テレビ・映画での活躍から人間国宝の重みまで、その歩みには常に幅広さと深みの両方が宿っています。
大病を乗り越えて名跡を継ぎ、以来数々の栄誉を重ねてきた片岡仁左衛門は、人間国宝としての風格を保ちながら、今なお現役の役者として舞台に立ち続けています。

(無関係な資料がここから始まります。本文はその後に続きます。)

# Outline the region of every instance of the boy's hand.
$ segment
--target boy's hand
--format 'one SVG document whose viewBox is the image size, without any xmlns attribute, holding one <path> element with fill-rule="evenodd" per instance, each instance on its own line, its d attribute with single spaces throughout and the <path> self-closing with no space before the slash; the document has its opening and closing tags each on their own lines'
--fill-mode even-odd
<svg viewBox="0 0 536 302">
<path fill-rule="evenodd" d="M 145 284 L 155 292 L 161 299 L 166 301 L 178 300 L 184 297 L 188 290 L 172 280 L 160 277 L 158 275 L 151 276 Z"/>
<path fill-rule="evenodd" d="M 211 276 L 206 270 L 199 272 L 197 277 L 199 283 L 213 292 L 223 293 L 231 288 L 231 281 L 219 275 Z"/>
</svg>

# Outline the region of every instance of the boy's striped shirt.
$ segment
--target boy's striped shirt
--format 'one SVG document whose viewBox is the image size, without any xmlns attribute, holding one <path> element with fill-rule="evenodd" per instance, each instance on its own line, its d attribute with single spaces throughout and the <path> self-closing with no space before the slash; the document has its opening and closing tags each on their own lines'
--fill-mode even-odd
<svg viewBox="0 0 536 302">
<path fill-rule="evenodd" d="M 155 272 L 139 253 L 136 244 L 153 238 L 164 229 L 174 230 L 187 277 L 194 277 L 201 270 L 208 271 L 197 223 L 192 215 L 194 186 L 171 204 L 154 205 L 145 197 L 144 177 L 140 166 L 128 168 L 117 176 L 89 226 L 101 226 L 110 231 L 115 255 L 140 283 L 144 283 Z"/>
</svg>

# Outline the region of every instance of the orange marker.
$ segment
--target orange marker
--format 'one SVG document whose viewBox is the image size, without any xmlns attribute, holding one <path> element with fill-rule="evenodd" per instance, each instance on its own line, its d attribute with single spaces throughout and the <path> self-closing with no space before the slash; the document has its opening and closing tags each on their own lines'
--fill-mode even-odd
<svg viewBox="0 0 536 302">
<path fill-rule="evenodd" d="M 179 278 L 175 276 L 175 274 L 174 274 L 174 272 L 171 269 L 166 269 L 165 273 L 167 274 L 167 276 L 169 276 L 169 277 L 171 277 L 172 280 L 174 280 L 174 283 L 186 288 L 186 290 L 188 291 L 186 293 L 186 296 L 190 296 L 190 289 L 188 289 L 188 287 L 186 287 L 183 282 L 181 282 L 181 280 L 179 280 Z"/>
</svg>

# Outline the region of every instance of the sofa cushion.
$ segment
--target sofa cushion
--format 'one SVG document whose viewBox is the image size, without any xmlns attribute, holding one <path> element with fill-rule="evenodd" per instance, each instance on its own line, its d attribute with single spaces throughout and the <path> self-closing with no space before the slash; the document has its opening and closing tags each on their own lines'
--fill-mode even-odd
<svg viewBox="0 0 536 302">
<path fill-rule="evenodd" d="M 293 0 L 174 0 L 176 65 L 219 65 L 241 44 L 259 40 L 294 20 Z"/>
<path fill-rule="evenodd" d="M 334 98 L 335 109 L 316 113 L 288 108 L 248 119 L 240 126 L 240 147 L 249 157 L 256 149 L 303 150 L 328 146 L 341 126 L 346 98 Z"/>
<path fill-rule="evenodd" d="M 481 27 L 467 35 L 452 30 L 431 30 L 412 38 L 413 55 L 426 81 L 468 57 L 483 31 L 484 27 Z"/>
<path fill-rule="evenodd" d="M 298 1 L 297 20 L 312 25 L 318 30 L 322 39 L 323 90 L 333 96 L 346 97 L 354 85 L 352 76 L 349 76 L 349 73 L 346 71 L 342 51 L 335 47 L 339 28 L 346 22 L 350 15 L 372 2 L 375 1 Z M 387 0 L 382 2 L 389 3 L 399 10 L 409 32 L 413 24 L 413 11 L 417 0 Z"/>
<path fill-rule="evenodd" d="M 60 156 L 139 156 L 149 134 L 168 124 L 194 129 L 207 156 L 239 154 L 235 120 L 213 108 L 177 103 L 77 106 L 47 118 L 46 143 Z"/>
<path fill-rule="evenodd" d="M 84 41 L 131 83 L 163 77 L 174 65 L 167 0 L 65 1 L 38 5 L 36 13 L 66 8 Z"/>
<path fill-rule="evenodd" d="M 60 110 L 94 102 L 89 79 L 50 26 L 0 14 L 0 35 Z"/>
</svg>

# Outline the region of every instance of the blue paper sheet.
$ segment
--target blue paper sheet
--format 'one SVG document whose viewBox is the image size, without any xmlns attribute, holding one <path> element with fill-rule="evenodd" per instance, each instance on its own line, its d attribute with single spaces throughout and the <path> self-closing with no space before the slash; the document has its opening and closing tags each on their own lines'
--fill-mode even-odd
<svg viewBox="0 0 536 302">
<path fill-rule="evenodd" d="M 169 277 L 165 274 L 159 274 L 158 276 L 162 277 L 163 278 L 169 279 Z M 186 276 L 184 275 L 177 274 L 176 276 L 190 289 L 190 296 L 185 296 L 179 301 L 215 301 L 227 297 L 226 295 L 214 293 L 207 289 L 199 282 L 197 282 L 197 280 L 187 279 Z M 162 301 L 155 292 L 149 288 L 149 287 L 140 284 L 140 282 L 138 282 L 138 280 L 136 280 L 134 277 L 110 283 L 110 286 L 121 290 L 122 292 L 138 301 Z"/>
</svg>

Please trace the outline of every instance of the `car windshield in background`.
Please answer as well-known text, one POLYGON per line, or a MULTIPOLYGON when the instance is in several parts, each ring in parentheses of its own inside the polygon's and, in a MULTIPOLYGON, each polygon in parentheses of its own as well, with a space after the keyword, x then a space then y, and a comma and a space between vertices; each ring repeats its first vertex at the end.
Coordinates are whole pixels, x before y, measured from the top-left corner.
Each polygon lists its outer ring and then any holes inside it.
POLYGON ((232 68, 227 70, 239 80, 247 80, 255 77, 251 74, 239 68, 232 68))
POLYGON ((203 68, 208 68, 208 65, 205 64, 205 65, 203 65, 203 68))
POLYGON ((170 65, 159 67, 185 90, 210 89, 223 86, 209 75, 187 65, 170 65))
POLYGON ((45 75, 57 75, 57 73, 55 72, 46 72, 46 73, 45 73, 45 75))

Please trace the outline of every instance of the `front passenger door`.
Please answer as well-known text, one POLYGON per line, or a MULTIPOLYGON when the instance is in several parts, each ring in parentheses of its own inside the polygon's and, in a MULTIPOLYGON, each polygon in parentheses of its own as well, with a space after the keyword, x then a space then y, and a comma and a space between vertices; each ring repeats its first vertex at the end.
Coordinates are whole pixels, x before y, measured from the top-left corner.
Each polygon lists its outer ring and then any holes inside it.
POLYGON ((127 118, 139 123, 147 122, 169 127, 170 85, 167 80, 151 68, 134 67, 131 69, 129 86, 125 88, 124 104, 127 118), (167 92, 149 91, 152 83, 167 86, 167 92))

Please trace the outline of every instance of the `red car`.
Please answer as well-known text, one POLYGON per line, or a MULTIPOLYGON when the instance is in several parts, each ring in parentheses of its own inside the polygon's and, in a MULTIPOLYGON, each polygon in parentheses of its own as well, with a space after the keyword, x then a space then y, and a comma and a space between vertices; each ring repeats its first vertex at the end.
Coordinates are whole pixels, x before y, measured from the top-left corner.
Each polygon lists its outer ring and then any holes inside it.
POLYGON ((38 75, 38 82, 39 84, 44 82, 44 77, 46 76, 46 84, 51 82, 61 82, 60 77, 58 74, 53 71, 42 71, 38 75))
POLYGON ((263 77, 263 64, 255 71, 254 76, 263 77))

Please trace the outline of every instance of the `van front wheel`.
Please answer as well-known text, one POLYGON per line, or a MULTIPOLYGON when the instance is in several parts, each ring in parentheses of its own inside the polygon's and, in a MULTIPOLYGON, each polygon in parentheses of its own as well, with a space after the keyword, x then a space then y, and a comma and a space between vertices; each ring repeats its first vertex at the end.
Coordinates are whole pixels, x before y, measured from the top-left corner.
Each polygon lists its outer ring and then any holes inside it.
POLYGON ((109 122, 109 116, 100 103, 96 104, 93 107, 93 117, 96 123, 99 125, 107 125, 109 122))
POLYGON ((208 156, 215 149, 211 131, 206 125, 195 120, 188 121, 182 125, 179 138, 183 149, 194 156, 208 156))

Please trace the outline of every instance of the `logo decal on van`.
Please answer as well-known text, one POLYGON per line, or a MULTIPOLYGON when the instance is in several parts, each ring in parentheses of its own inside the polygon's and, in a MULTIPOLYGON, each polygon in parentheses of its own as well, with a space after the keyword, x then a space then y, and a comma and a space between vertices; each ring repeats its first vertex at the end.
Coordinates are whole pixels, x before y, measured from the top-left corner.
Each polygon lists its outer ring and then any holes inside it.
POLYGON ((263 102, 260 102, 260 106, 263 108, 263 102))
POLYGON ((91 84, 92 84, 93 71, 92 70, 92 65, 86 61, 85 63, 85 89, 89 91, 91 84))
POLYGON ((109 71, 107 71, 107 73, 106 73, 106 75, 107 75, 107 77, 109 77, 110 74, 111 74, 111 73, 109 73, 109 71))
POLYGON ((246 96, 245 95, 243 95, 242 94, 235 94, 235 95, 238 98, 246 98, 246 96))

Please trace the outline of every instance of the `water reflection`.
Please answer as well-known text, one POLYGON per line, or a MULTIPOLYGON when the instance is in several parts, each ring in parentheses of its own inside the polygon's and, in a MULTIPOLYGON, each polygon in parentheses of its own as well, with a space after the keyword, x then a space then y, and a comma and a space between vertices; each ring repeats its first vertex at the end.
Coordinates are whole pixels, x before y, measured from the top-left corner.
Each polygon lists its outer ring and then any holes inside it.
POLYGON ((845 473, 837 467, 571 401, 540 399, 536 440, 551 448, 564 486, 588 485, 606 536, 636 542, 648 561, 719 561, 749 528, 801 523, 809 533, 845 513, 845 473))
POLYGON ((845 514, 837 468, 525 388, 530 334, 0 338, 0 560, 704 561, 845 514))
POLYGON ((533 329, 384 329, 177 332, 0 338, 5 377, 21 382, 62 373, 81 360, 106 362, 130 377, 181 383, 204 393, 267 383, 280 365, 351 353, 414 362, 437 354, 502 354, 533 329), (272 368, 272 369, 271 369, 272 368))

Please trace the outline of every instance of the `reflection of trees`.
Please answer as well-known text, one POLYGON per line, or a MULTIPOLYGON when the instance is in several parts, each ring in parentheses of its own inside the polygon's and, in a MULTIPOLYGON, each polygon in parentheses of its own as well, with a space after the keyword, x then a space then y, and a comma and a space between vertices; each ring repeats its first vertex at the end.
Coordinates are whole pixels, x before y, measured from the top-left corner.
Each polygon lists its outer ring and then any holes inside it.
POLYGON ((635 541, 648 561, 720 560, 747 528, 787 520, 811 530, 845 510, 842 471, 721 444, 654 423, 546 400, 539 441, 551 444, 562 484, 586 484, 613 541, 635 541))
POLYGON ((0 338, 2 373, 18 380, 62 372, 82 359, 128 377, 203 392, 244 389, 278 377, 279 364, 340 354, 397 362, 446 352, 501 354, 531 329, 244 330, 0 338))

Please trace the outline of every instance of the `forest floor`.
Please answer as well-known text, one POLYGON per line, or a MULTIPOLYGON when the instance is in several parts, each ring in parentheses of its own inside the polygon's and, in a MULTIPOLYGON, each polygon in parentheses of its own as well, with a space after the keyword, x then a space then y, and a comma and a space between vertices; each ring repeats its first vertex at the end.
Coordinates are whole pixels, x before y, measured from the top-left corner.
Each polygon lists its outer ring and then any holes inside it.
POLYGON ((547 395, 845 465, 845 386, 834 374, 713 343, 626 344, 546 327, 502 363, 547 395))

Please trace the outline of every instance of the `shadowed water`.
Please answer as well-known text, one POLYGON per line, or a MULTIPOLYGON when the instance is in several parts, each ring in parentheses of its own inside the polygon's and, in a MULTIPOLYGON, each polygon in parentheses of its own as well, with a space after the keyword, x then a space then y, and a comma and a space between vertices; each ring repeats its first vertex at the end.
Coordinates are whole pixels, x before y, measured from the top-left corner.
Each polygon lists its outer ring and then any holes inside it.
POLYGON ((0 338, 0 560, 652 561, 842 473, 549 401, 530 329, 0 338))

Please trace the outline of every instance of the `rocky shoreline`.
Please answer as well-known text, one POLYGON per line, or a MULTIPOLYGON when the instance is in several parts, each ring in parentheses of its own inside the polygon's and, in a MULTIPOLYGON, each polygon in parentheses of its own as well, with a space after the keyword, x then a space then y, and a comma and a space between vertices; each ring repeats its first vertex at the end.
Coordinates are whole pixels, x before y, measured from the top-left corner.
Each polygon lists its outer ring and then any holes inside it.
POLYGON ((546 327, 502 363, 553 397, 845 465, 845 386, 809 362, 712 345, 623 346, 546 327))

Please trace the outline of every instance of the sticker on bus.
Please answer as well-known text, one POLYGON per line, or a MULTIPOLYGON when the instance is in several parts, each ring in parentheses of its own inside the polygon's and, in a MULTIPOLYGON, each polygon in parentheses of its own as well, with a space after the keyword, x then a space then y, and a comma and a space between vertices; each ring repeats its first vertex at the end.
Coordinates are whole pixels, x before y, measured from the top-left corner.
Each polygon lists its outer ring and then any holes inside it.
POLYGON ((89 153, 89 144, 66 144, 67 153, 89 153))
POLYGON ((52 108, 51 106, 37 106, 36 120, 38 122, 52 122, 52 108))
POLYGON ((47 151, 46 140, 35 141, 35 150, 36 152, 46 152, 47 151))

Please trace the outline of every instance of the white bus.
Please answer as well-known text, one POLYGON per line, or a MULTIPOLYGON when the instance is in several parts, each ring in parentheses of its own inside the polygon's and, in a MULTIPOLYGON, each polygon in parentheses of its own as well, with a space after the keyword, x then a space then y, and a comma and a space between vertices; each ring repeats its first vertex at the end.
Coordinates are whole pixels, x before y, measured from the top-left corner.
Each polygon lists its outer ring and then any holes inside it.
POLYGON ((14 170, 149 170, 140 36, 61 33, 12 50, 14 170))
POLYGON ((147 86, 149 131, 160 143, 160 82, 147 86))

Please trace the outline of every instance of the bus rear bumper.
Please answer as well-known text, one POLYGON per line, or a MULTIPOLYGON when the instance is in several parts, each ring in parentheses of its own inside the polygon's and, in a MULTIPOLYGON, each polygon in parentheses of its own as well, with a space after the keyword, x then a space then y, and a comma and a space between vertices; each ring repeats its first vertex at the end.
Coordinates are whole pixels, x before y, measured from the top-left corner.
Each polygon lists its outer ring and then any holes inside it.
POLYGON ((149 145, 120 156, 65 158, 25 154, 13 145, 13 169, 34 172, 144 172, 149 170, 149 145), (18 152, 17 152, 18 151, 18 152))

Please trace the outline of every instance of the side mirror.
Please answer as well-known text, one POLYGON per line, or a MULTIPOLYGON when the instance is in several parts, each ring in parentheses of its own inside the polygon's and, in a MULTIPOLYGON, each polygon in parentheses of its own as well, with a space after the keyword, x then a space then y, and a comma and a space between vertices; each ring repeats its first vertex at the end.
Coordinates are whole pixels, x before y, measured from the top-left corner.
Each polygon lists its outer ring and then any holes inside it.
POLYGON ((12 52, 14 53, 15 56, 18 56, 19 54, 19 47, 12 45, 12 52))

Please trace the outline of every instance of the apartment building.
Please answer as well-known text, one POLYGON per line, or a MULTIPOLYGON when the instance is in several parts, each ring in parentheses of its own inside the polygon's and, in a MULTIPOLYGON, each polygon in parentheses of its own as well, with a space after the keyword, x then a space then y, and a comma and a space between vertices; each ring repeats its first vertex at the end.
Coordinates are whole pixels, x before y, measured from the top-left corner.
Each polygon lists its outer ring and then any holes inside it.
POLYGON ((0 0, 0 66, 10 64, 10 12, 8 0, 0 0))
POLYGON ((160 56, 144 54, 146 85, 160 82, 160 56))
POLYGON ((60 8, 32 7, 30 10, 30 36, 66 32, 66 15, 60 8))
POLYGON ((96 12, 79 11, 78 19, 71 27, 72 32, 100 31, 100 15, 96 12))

坂東玉三郎との共演をはじめ、今後の活躍からも目が離せません。
よくある質問(FAQ)
- 片岡仁左衛門と片岡愛之助はどんな関係ですか?
-
片岡愛之助は、仁左衛門の兄・二代目片岡秀太郎の養子です。
そのため仁左衛門から見ると、愛之助は甥にあたる関係です。 - 片岡仁左衛門と坂東玉三郎はいつから共演していますか?
-
1972年の『廓文章 吉田屋』が初共演とされています。
以来半世紀以上にわたって「黄金コンビ」として数々の演目で共演を重ねてきました。 - 片岡仁左衛門はいつ人間国宝に認定されましたか?
-
2015年10月に、重要無形文化財保持者(人間国宝)として認定されました。
父・十三代目仁左衛門も1992年に文化功労者に選定されており、親子二代での栄誉です。 - 片岡仁左衛門はテレビドラマにも出演していましたか?
-
はい。
「片岡孝夫」時代の1982〜83年には、テレビドラマ『眠狂四郎円月殺法』『眠狂四郎無頼控』で主演しています。
歌舞伎襲名以前は、テレビ・映画でも幅広く活躍していました。 - 片岡仁左衛門の妻はどんな人ですか?
-
妻の博江さんは、小学校低学年の頃からの幼なじみと伝えられています。
3人の子どもに恵まれ、長男の片岡孝太郎が歌舞伎役者としての道を継いでいます。